Let’s build a party that poses the following tasks before the Chilean situation:
-General Strike until Piñera falls!
-Trial and punishment for the murders, tortures and violation of Human Rights!
-Independent committees of the working class and human rights to investigate the cases. We do not trust the businessmen institutions!
-Immediate freedom to all imprisoned activists! Freedom to David Veloso, soldier imprisoned for refusing to repress his people!
-Freedom or organization and struggle in our work places!
-Down with the 1980 Constitution!
-End of the AFP system now!
-Renationalization of the copper industry and natural resources under workers’ control!
-No to the TPP!
-Demilitarization of the Wallmapu! Self-determination of the Mapuche people!
-Down with this pro-business parliament!
-Workers’ organization with real proletarian democracy instead of this businessmen “democracy”!
-Workers’ and popular assemblies for self-organization and preparation of our self-defense!
-Dissolution of the Armed Forces! Rank-and-File soldiers: join the struggle in defense of our class!

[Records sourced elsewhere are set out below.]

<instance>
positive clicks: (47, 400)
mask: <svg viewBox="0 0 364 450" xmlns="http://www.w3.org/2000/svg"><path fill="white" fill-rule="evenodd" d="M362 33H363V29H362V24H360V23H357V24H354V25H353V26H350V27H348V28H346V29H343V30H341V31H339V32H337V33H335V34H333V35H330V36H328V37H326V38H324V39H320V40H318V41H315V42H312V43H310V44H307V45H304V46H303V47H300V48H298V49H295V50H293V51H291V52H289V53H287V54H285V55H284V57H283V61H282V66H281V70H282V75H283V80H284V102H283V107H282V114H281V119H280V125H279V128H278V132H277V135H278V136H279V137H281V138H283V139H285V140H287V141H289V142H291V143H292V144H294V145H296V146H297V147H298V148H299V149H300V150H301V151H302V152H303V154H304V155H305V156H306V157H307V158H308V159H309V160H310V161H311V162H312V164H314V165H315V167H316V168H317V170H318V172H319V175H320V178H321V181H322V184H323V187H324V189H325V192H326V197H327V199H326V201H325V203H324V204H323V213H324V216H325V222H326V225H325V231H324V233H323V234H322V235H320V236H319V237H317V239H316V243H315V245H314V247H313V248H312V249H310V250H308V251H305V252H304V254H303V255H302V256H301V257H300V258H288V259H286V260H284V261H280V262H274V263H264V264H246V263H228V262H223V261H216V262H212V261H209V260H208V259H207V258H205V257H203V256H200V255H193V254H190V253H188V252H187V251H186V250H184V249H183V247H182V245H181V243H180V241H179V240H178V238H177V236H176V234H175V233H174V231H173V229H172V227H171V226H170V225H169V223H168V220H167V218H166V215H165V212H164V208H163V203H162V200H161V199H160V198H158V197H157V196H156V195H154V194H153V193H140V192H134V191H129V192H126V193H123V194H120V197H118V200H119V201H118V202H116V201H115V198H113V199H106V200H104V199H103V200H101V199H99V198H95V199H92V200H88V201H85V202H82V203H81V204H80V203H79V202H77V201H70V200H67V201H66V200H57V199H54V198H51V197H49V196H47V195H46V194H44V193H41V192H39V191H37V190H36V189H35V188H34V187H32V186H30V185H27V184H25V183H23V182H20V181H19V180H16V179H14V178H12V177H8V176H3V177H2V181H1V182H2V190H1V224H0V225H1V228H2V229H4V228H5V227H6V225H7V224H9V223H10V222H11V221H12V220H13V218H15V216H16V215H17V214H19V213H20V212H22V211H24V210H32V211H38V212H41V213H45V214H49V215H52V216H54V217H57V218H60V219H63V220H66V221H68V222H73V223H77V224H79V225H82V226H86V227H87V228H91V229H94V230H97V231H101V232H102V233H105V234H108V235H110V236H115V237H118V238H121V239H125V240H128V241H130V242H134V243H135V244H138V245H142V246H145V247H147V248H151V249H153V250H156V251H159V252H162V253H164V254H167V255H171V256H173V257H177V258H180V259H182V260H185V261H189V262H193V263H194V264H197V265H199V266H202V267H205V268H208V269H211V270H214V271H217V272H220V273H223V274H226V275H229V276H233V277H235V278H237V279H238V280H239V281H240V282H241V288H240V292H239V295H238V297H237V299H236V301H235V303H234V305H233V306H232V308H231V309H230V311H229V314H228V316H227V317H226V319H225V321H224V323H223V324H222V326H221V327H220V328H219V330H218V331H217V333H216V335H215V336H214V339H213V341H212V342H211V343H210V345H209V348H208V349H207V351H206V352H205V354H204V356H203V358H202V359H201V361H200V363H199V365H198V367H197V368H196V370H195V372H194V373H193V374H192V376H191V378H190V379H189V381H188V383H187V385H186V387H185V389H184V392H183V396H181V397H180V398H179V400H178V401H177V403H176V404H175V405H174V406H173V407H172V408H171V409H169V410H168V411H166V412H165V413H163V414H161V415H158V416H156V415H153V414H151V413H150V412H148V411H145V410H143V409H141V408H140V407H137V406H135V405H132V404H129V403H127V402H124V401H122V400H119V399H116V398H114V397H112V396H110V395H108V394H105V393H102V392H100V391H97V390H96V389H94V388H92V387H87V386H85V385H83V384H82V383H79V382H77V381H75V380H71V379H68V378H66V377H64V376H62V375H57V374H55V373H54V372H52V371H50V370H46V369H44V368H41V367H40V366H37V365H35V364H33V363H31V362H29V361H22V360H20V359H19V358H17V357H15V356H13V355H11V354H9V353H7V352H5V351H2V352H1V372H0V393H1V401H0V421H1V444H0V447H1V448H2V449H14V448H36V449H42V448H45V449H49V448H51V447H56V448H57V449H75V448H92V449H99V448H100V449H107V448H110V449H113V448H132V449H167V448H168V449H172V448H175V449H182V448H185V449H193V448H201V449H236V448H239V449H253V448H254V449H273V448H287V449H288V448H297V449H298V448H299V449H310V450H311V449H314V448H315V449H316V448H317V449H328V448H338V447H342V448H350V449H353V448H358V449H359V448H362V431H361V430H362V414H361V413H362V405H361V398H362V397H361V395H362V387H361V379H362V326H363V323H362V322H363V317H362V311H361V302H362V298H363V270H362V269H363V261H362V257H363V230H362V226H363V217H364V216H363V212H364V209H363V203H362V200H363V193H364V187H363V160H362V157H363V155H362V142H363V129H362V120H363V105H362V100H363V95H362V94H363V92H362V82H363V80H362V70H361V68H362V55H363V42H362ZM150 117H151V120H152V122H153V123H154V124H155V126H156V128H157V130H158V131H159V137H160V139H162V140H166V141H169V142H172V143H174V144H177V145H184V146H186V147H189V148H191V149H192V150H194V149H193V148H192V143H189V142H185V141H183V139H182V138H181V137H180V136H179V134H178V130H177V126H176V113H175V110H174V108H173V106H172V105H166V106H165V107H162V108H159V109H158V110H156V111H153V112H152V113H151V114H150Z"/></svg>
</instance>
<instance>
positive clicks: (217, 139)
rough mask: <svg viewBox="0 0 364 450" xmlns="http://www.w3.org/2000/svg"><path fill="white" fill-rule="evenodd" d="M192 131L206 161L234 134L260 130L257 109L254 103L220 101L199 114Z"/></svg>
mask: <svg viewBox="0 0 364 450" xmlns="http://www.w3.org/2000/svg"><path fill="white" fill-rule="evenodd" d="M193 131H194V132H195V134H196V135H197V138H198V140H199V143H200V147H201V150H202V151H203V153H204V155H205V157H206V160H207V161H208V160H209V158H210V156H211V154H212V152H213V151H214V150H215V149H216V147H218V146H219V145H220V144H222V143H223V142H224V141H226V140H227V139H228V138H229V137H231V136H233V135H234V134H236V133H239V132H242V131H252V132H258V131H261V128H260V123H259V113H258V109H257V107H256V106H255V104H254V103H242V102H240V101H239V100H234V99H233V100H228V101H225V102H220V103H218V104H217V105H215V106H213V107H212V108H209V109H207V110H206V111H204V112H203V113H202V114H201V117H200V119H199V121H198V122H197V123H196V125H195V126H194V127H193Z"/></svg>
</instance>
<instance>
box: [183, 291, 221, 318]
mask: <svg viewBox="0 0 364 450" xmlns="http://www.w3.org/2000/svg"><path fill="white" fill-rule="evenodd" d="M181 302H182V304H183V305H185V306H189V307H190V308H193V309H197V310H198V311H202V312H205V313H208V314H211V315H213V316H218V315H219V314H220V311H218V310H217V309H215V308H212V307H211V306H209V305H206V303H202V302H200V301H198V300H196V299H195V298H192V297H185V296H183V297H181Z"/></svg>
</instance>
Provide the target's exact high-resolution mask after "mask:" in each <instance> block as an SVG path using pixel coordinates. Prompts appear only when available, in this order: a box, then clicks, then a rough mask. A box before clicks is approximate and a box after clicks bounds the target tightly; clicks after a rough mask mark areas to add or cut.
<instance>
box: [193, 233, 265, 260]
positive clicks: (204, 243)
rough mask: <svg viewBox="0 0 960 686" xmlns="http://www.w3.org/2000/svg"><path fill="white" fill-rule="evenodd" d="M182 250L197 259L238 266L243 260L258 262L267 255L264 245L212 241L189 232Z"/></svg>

-For a workers’, popular government!
Translation: Sofia Ballack.
Translation Notes:
1 Camilo Marcelo Catrillanca Marín was a Mapuche farmer of Ercilla, killed in 2018 by a shot in the back by the Chilean police force. The incident led to protests against police violence, and occurred in the broader context of the ongoing conflict over Mapuche civil rights.
2 Andrónico Luksic Craig, chairman of Quiñenco, a holding of the Luksic Group, one of Chile’s largest conglomerates.
3 The Cabildos, translated as Town Halls, is a form of organization of the societies in the frame of a bourgeois democracy.
4 Industrial Belts: workers’ democracy popular power body. They were organized in Chile during the Allende Government (1970-1973), and were able to expropriate the bourgeoisie in their region until the dictatorship defeated process.